Interior cleaning & deodorizing
You don’t need to clean the interior of your dishwasher if you use it regularly. If it goes un-used for a week or more and begins to mold or smell bad, you can clean it using Glisten Dishwasher Cleaner and Deodorizer.
Just clean the exterior of your dishwasher with a damp sponge and a little dish detergent.
Try RoVer Rust Remover to remove rust stains from the inside of your dishwasher.
Dish rack repairs
If the plastic coating wears off of the tines of the dish racks in your dishwasher, they may corrode and rust. We have repair kits available for those tines in Light Blue, Gray and White.
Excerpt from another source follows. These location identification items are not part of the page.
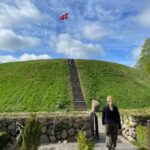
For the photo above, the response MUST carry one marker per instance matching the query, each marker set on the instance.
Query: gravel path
(122, 143)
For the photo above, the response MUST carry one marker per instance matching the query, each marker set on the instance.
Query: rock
(132, 124)
(44, 139)
(11, 127)
(64, 134)
(65, 141)
(132, 133)
(43, 129)
(13, 133)
(71, 132)
(127, 133)
(76, 125)
(129, 138)
(88, 133)
(52, 138)
(86, 126)
(126, 121)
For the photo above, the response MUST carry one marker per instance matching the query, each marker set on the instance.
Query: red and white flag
(64, 17)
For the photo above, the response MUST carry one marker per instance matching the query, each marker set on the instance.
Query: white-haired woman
(111, 120)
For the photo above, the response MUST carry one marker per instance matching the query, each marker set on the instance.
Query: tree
(144, 60)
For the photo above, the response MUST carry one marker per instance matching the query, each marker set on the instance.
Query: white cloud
(144, 18)
(24, 57)
(94, 31)
(136, 53)
(10, 41)
(23, 12)
(73, 48)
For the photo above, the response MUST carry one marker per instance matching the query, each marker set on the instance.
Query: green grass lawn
(129, 86)
(34, 86)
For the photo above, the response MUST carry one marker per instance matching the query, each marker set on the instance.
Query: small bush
(83, 143)
(31, 135)
(4, 139)
(142, 136)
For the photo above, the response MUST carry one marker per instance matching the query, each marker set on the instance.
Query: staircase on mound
(79, 101)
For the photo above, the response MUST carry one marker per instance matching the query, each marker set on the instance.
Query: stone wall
(129, 124)
(56, 126)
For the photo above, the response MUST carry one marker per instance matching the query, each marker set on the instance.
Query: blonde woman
(111, 120)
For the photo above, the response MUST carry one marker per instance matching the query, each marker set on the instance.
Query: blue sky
(110, 30)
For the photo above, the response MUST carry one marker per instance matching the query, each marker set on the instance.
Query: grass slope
(34, 86)
(129, 86)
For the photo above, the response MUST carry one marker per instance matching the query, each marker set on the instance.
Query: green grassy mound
(44, 85)
(129, 86)
(34, 86)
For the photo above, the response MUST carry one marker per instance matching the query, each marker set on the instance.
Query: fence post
(148, 124)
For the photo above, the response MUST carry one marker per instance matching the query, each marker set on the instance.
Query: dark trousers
(111, 131)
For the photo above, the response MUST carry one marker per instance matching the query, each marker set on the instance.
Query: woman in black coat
(111, 120)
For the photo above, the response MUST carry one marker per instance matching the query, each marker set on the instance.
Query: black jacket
(110, 117)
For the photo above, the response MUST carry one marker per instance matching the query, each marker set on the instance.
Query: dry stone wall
(56, 126)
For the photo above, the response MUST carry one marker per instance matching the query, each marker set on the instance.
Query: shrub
(4, 139)
(31, 135)
(142, 136)
(83, 143)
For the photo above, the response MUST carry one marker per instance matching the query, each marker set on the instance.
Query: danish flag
(64, 17)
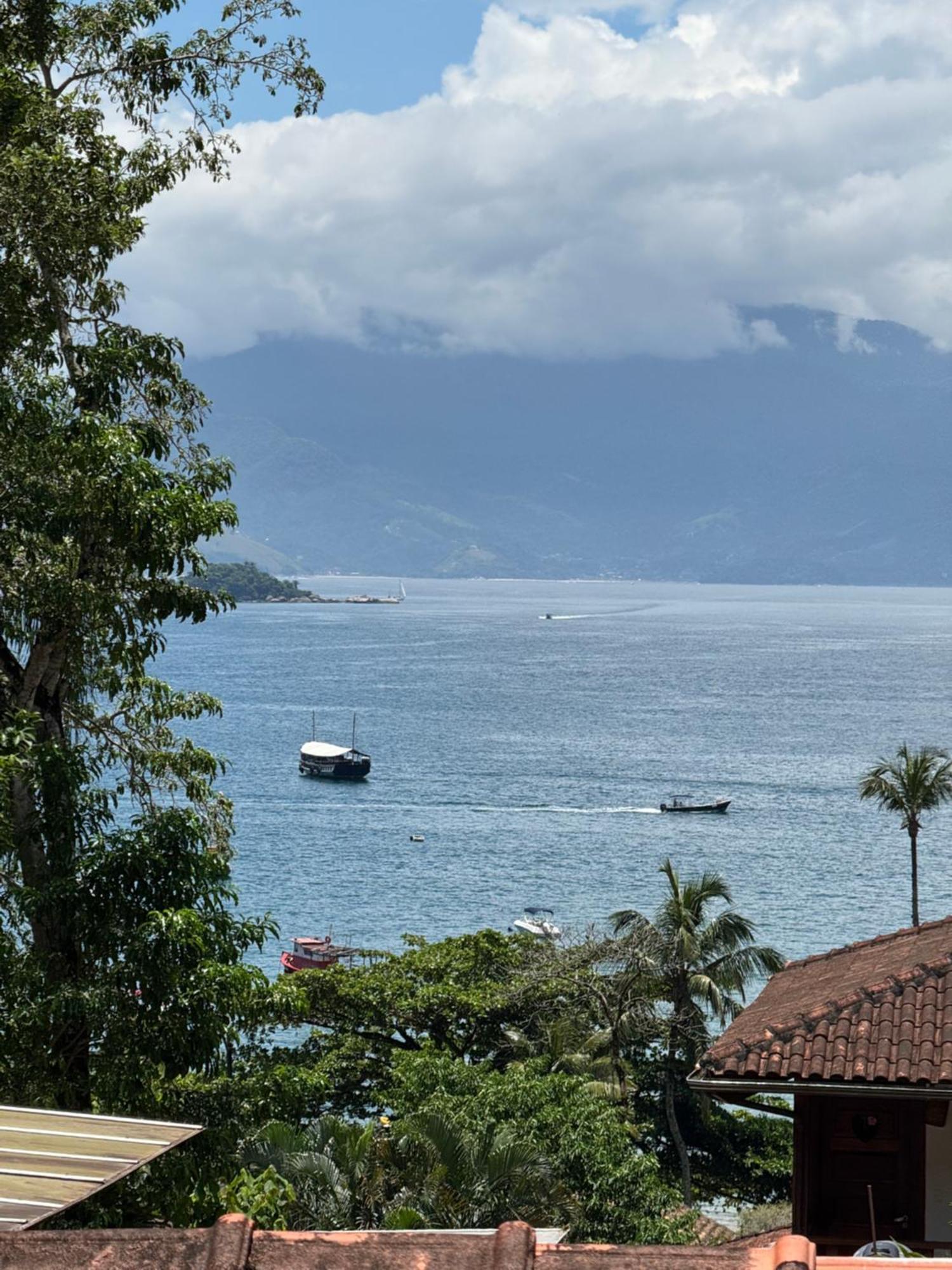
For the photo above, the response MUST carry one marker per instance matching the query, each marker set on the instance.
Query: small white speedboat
(539, 923)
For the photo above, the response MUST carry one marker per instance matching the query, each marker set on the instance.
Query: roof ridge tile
(888, 938)
(851, 1003)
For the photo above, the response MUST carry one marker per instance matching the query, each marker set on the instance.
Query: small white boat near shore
(539, 923)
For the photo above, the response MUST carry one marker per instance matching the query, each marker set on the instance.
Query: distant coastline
(248, 585)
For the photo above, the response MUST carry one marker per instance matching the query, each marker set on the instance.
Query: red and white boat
(317, 954)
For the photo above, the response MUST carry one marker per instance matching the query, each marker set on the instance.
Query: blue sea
(532, 755)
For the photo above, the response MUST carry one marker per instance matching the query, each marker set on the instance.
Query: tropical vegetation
(909, 785)
(699, 963)
(459, 1083)
(247, 582)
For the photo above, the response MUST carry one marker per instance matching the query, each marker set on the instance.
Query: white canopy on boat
(322, 750)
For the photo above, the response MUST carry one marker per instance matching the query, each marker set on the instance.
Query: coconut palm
(697, 965)
(431, 1172)
(574, 1046)
(483, 1177)
(345, 1174)
(911, 784)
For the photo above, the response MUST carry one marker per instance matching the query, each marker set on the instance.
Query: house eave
(866, 1089)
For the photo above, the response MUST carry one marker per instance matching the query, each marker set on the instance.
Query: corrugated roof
(878, 1012)
(50, 1160)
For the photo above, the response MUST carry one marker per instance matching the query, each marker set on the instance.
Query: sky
(554, 180)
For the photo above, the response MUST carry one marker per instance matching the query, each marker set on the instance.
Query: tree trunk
(680, 1145)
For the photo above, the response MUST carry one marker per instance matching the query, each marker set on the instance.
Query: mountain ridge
(797, 464)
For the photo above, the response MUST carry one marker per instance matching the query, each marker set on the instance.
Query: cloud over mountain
(573, 192)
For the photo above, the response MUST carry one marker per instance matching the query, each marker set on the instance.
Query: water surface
(531, 754)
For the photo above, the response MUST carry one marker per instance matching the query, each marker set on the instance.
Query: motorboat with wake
(682, 803)
(539, 923)
(334, 763)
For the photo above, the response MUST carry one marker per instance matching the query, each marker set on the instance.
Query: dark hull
(336, 770)
(700, 807)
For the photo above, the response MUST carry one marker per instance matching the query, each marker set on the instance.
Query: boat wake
(576, 811)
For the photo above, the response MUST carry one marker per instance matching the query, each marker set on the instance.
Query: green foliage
(265, 1197)
(458, 996)
(695, 963)
(614, 1191)
(121, 948)
(247, 582)
(765, 1217)
(912, 784)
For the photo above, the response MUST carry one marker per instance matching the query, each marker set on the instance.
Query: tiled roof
(234, 1244)
(879, 1012)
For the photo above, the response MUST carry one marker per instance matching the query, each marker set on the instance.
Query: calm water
(529, 751)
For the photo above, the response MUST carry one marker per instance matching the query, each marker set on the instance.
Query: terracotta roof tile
(876, 1012)
(234, 1244)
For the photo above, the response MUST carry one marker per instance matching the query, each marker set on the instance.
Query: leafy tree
(913, 783)
(483, 1177)
(347, 1175)
(458, 996)
(115, 899)
(614, 1191)
(699, 965)
(430, 1172)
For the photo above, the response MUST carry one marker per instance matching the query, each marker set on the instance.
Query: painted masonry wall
(939, 1186)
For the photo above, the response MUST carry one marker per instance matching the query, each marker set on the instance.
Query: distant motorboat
(539, 923)
(310, 953)
(334, 763)
(685, 805)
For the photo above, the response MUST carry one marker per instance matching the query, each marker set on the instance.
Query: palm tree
(577, 1047)
(699, 966)
(483, 1177)
(343, 1174)
(359, 1177)
(911, 784)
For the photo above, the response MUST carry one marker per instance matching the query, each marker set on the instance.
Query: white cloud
(572, 192)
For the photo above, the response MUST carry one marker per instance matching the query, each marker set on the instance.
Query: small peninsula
(247, 582)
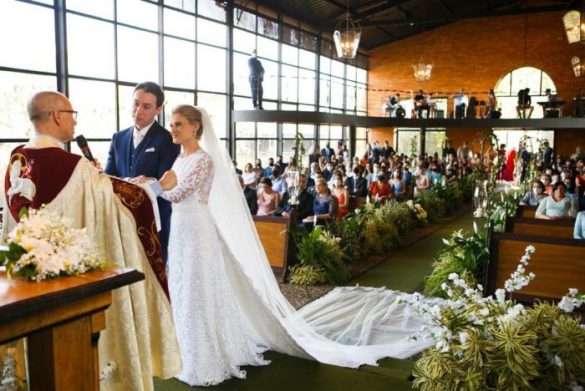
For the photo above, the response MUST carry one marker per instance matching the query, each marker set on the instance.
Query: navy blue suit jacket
(153, 156)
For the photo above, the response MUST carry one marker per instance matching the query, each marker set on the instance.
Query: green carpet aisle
(404, 271)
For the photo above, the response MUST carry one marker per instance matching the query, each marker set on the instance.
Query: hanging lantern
(347, 38)
(577, 66)
(422, 70)
(574, 27)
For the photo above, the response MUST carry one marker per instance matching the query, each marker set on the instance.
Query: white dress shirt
(139, 134)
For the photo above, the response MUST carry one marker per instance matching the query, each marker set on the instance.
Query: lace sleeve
(195, 179)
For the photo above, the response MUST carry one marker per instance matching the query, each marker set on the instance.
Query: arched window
(526, 77)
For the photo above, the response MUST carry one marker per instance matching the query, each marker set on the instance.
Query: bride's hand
(168, 180)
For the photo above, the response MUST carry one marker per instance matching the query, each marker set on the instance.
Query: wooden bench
(525, 211)
(549, 228)
(559, 264)
(274, 233)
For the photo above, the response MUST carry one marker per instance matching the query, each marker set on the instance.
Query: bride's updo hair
(193, 116)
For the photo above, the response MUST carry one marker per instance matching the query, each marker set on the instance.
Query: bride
(227, 305)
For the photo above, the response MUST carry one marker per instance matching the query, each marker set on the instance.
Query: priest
(139, 340)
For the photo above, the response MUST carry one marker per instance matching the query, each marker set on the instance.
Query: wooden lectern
(61, 319)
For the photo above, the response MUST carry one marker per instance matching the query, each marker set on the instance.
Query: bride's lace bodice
(194, 178)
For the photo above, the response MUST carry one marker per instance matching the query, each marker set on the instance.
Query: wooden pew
(525, 211)
(274, 233)
(549, 228)
(559, 264)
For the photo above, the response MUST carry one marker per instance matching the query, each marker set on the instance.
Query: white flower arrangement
(43, 246)
(417, 210)
(469, 330)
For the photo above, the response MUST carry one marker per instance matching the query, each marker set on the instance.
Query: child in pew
(557, 206)
(534, 196)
These repair kits can be found in our Dishwasher Dishrack Parts section.
On many dishwashers, there’s a filter near the bottom, or under the lower spray arm that needs to be cleaned regularly. If you have this sort of filter, check your owner’s manual to find out how to remove and clean it. If it has holes in it, replace it to protect the pump and motor seals from particles that may be in the dishwasher.
Spray arm cleaning
Over time, the small holes in the spray arm(s) of your dishwasher may become clogged with bits of paper, toothpicks, glass, etc. Your dishwasher will do a better job of cleaning your dishes if you take a moment to clean out these small holes, from time to time.